Dans cette séquence filmée d’une quinzaine de minutes, on voit un sauvetage d’une embarcation de 150 migrants en Méditerranée, en novembre 2017. Ce jour-là, vingt personnes se sont noyées. Avec l’aide de cette vidéo, le Global Legal Action Network et l’Association pour une étude juridique de l’immigration, soutenus par des étudiants de l’école de droit de Yale, ont intenté, au nom de 17 survivants de ce drame, une action en justice contre l’Italie auprès de la Cour européenne des droits de l’homme.

La vidéo produite par le quotidien américain avec le Forensic Oceanography (organisation qui tient le compte des morts de migrants en Méditerranée) et le Forensic Architecture (un groupe de recherche qui enquête sur les violations des droits de l’Homme) montre la responsabilité des garde-côtes libyens dans ce drâme. Selon les auteurs de la vidéo, les garde-côtes n’ont pas vraiment pour objectif de sauver les migrants proches de la noyade et compliquent l’intervention d’ONG de sauvetage en mer, comme Sea-Watch, une organisation allemande, présente ce jour-là. On peut les entendre, en effet, sommer ainsi les travailleurs humanitaires : « On vous surveille depuis plusieurs jours. Ne revenez pas près de nos eaux territoriales. La prochaine fois, vous serez pris pour cible… N’approchez pas sinon [on] vous tue ! »

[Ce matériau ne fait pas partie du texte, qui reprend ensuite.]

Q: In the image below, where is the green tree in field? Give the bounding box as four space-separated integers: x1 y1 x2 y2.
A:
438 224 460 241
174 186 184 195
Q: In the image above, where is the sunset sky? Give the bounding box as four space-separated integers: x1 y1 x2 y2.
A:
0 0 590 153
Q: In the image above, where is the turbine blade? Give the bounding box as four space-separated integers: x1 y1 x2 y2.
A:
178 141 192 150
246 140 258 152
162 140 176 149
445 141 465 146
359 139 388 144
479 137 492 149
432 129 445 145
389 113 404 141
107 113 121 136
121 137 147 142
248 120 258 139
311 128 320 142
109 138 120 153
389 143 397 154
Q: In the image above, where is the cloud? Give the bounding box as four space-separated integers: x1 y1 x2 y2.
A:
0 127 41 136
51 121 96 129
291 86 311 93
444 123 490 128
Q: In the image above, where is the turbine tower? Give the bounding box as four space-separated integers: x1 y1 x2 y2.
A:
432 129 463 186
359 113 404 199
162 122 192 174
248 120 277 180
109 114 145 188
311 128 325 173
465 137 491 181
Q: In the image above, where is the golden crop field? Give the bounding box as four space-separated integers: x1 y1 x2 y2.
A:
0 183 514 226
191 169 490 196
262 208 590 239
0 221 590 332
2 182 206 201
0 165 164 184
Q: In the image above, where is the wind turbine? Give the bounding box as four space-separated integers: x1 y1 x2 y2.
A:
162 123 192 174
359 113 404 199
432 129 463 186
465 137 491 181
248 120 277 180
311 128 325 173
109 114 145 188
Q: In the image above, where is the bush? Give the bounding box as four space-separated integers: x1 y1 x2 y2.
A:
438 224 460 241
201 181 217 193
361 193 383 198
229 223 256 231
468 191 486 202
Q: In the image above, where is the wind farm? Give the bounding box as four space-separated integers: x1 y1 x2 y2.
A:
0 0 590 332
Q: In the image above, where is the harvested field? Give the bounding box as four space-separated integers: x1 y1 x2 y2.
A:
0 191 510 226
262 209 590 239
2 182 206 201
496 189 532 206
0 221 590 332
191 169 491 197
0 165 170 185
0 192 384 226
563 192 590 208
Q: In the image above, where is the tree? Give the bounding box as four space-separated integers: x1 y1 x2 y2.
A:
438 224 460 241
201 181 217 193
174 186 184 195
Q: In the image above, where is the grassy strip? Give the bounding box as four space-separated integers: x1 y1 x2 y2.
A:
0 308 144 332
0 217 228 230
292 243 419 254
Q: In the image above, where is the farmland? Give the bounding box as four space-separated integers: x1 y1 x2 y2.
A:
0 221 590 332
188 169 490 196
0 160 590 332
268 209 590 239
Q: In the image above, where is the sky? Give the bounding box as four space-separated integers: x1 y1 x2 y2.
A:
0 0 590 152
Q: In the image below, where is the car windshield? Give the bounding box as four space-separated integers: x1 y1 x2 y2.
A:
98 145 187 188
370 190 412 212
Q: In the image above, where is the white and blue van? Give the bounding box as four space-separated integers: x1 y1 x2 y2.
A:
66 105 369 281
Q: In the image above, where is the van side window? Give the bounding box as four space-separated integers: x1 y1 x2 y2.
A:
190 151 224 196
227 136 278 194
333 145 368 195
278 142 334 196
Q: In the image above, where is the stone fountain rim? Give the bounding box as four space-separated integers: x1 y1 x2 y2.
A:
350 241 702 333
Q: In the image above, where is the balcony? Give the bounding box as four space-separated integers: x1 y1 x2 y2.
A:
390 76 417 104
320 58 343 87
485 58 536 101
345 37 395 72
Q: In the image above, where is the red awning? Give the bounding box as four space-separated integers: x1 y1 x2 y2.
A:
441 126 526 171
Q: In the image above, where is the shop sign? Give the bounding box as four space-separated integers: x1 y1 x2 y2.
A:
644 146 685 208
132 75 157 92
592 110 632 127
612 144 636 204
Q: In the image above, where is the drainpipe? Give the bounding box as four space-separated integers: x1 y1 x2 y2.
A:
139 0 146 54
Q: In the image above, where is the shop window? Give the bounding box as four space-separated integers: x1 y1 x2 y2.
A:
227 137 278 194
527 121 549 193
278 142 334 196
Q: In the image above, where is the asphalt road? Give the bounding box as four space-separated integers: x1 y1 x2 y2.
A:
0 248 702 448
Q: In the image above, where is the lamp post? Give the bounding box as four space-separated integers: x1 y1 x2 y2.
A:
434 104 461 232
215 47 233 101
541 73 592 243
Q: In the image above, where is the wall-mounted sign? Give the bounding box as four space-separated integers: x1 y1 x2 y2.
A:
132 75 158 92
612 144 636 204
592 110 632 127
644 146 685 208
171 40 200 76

Puis les marins libyens jettent des projectiles contre les humanitaires venus sur les lieux, avant de maltraiter les rescapés montés à bord. « Voilà le partenaire privilégié de l’Europe à l’œuvre », commentent les auteurs de la vidéo. Parmi ces migrants hissés sur le pont des garde-côtes, certains choisissent même de repartir dans l’eau plutôt que de rester sur le bateau, tandis que les autres seront ramenés en Libye, où ils seront maintenus dans des camps de détention, dans des conditions généralement déplorables. Ce jour-là, Sea-Watch aura secouru 58 personnes, 47 seront reparties avec les garde-côtes.

Les auteurs de la tribune du New York Times annoncent espérer « que cette plainte incitera la Cour européenne à juger que les pays ne peuvent pas sous-traiter leurs obligations légales et humanitaires à des partenaires douteux, et qu’ils peuvent être tenus pour responsables des résultats de ces violations ».